THERE has been a significant rise in the number of top GCSE grades in Northern Ireland.
Grades A*-A were awarded to 37.1% of entries, up from just under a third of entries in 2019.
Almost nine in every 10 (89.4%) entries were awarded A* to C grades, up from 82.2% in 2019.
A body representing some school leaders has called for an immediate independent review of the process for awarding exam grades this year.
The GCSE results have been issued just days after the Education Minister Peter Weir said they would be solely based on grades provided by schools.
Mr Weir also made a similar decision on A-Level and AS grades which had already been awarded to students.
Revised A-Level and AS grades will now be made available to affected pupils on Friday.
However, many pupils in Northern Ireland who were expecting to get BTec results on Thursday will not receive them.
On Wednesday evening, exam board Pearson announced it would re-grade BTecs in line with GCSEs and A-levels and told schools not to release the results they had been sent.
On Thursday, the chief executive of the South Regional College said Northern Ireland’s six regional colleges will reserve places for students who have already applied.
Brian Doran told BBC News NI it was “extremely disappointing that Pearson have come out at the 11th hour to make this decision”, but said the colleges will take steps today to ensure students are “not disadvantaged”.
“Our focus rightly so is on the student who is affected by this,” he continued.
“These students have already gone through a very difficult time, they’re extremely anxious and this just simply adds to that particular problem.
“The delay for the BTec students and their progression into college will be addressed.”
Heather McKee, a director at South-Eastern Regional College (SERC), confirmed it will also be reserving places for students who have already applied.
“In addition, the college’s application processes will remain open to allow other young people to submit applications for courses whilst awaiting their results, which they can confirm when they receive their grades,” she said.
“We feel desperately sorry for the students affected in a year when they have already undergone far too much disruption and hope that Pearson will act to issue revised grades within days.”
At GCSE, almost one in every five entries (19.6%) from grammar schools was awarded an A* grade, up from 13.3% in 2019.
More than half of entries (53.9%) from grammar schools were awarded A*-A grades.
That compared to 17.7% in non-grammar schools.
Almost twice as many entries from girls achieved the top A* grade as those from boys.
Just under 9% of entries from boys achieved A* compared to 15.7% of entries from girls.
In languages, there were further decreases in the number of pupils studying French but entries in Spanish and German rose in 2020.
The GCSE data provided by the Northern Ireland exams board CCEA does not include results for the relatively small number of students who take GCSEs through English and Welsh exam boards.
Those pupils will also receive results on Thursday, although aabout 98% of GCSEs in Northern Ireland are taken through CCEA.
The Association of School and College Leaders (ASCL) congratulated pupils but said an overall review was needed into the process for awarding grades in 2020.
“We are supportive of the decision not to rely on a statistical model for moderating grades which would have produced far too many anomalous results,” Robert Wilson of ASCL said.

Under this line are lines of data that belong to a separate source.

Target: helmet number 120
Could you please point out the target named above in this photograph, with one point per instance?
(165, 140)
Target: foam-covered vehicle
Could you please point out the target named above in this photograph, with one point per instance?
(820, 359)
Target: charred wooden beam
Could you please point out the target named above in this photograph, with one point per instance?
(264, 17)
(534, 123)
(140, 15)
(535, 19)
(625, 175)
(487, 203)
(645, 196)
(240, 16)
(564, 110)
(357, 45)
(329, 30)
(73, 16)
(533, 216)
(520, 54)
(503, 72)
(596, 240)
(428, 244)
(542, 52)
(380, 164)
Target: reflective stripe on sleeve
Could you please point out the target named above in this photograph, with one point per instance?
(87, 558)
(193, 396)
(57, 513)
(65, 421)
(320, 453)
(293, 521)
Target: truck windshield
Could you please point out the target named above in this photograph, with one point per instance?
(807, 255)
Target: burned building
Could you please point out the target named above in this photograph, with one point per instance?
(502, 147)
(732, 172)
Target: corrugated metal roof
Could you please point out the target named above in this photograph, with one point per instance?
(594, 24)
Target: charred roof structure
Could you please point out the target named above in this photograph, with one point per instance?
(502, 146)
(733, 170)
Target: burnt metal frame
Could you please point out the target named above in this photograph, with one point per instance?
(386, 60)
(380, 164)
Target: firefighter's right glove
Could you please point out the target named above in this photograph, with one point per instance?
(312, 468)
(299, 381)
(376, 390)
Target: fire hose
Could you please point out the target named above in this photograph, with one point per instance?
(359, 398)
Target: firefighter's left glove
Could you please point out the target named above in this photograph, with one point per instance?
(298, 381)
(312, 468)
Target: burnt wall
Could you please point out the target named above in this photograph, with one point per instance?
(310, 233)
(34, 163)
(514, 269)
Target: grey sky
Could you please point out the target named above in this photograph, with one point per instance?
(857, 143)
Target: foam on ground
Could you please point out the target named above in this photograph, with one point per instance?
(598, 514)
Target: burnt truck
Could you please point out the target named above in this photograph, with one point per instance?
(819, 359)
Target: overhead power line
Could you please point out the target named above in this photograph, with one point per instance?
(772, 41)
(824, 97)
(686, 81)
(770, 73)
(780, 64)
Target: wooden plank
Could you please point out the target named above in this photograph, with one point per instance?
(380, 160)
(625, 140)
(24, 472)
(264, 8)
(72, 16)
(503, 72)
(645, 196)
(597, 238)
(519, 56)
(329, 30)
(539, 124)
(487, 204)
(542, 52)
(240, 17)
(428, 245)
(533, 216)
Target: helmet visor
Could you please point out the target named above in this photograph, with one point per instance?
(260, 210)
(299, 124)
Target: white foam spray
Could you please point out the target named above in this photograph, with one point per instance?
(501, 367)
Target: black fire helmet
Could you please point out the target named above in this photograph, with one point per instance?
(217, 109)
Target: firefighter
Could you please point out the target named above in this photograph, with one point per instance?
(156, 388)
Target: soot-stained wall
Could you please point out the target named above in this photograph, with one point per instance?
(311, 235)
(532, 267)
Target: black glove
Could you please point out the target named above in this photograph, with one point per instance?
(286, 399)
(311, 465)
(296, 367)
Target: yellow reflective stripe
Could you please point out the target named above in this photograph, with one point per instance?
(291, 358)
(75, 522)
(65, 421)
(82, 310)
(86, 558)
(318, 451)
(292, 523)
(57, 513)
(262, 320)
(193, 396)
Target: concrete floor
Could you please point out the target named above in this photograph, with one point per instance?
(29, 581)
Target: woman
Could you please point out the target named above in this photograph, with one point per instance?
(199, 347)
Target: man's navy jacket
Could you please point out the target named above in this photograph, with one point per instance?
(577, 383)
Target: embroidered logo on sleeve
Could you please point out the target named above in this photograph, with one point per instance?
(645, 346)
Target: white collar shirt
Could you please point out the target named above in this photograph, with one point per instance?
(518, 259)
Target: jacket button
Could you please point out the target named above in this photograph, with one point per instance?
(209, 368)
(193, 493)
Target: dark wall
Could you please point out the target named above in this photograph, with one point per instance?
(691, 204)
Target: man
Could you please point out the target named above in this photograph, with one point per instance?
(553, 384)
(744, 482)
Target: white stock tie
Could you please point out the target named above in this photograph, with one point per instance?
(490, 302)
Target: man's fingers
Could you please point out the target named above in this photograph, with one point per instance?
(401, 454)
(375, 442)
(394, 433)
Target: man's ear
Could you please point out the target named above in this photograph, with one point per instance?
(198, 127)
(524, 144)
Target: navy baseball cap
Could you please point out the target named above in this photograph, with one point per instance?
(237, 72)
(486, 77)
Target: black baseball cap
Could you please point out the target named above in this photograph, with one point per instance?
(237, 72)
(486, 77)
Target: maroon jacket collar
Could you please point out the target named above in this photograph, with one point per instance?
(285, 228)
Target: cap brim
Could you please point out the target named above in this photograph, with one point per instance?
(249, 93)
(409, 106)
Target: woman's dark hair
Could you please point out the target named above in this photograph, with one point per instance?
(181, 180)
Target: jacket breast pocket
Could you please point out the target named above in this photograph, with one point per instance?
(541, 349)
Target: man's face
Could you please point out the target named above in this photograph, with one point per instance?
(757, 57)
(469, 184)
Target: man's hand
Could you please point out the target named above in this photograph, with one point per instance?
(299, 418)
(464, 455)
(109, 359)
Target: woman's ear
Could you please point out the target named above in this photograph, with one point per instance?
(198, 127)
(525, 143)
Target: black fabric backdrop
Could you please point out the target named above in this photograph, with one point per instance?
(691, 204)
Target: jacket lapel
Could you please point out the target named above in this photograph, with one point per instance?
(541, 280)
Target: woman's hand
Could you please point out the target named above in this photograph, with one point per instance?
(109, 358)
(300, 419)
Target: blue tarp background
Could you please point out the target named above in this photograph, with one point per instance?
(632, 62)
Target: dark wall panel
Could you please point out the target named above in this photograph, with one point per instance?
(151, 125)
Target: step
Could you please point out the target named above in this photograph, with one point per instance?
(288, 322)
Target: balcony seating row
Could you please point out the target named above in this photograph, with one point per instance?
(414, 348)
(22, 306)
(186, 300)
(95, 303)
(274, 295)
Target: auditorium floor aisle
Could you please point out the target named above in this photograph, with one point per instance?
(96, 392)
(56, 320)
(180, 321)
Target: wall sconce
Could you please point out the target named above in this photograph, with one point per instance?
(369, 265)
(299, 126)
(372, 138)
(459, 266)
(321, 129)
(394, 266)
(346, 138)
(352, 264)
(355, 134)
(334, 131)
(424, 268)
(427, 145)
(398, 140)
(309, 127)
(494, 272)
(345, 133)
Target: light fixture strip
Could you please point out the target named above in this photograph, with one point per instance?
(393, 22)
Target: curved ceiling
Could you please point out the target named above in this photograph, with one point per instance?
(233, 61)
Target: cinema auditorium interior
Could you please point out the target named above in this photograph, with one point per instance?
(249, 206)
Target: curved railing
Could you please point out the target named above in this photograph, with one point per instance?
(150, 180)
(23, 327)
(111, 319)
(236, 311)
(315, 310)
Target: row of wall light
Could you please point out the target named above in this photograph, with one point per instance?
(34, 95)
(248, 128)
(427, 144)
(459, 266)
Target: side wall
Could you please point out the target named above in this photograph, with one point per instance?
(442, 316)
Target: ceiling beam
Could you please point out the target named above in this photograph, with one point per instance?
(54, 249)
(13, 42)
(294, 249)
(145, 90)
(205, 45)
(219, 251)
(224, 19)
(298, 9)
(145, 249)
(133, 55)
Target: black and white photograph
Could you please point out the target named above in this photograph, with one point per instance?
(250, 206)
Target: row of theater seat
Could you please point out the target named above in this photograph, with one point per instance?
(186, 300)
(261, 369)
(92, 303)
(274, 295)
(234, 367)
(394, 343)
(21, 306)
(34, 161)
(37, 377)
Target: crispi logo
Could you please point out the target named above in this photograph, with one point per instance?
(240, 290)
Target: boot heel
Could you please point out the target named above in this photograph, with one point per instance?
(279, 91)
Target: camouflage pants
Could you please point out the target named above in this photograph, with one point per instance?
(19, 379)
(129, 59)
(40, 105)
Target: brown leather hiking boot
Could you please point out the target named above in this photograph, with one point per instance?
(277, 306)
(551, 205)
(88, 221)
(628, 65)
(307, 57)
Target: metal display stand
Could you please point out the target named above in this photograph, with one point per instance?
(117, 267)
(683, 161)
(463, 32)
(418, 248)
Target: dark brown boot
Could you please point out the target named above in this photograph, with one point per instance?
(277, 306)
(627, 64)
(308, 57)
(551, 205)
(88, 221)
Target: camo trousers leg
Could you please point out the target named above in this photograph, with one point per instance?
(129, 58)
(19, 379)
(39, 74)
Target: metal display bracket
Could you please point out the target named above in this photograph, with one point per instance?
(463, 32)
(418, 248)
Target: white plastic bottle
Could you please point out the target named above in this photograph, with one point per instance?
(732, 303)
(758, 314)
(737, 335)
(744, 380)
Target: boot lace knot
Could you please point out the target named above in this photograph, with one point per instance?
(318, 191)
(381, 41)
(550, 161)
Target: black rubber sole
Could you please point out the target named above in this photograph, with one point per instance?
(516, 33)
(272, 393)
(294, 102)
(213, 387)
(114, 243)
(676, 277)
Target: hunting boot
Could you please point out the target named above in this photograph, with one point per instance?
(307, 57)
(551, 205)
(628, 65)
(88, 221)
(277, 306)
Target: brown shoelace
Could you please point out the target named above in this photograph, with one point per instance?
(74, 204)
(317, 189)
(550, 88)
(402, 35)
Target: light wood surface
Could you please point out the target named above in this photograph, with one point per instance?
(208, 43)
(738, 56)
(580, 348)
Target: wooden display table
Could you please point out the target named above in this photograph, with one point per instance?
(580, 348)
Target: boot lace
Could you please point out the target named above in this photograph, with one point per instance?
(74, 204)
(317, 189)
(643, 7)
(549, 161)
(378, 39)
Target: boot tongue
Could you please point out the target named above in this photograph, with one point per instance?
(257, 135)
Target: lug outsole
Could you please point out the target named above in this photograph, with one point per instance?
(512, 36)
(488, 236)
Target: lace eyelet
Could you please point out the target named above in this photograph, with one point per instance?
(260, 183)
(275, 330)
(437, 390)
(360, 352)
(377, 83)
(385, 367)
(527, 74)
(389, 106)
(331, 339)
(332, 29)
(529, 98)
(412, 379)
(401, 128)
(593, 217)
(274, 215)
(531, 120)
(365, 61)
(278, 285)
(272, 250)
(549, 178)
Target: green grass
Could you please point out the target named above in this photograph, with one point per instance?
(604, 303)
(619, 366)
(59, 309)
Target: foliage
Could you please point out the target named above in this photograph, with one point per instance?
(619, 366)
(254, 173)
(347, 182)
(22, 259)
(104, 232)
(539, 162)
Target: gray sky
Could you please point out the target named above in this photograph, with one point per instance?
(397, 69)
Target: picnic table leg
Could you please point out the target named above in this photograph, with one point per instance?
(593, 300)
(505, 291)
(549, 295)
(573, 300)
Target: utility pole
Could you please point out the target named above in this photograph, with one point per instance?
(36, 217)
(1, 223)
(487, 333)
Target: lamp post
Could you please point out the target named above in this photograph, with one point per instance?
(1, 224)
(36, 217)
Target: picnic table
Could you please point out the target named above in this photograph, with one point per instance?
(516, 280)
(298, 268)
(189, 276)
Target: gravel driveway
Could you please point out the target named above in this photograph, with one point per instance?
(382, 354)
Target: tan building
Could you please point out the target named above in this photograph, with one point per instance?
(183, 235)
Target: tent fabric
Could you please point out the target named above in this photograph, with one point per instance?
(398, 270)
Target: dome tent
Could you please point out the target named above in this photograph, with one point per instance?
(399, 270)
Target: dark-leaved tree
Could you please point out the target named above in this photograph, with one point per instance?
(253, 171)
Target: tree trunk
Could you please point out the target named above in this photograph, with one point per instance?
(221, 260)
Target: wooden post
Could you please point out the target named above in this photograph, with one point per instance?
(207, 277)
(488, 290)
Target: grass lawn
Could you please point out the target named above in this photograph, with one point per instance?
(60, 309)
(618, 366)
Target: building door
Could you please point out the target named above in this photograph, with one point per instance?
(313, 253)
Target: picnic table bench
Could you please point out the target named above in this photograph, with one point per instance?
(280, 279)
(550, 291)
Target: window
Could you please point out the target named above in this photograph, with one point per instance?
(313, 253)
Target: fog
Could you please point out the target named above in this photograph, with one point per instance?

“However, it is imperative that we now understand what went wrong and why we have ended up in this situation.”
“We will be writing to the minister for education to ask him to commission an immediate independent review of the process for awarding grades to GCSE, AS and A-level students in Northern Ireland this year.”
Dr Paula Downing from Carrickfergus Academy said it had been a very frustrating week
The school’s principal, Dr Paula Downing, said it had been a “very frustrating week”, but it was “much more positive than last Thursday morning” when the standardised AS and A-level results were published.
“There were a lot of results that we found very difficult to account for and explain,” she told BBC Breakfast.
“It left a lot of our students feeling very disappointed not knowing what the outcomes would be for them.”
She said around a third of the Academy’s pupils are still waiting on results to be fully confirmed due to the delay with BTec grading, however, she said predicted teacher results “allow them to make decisions”.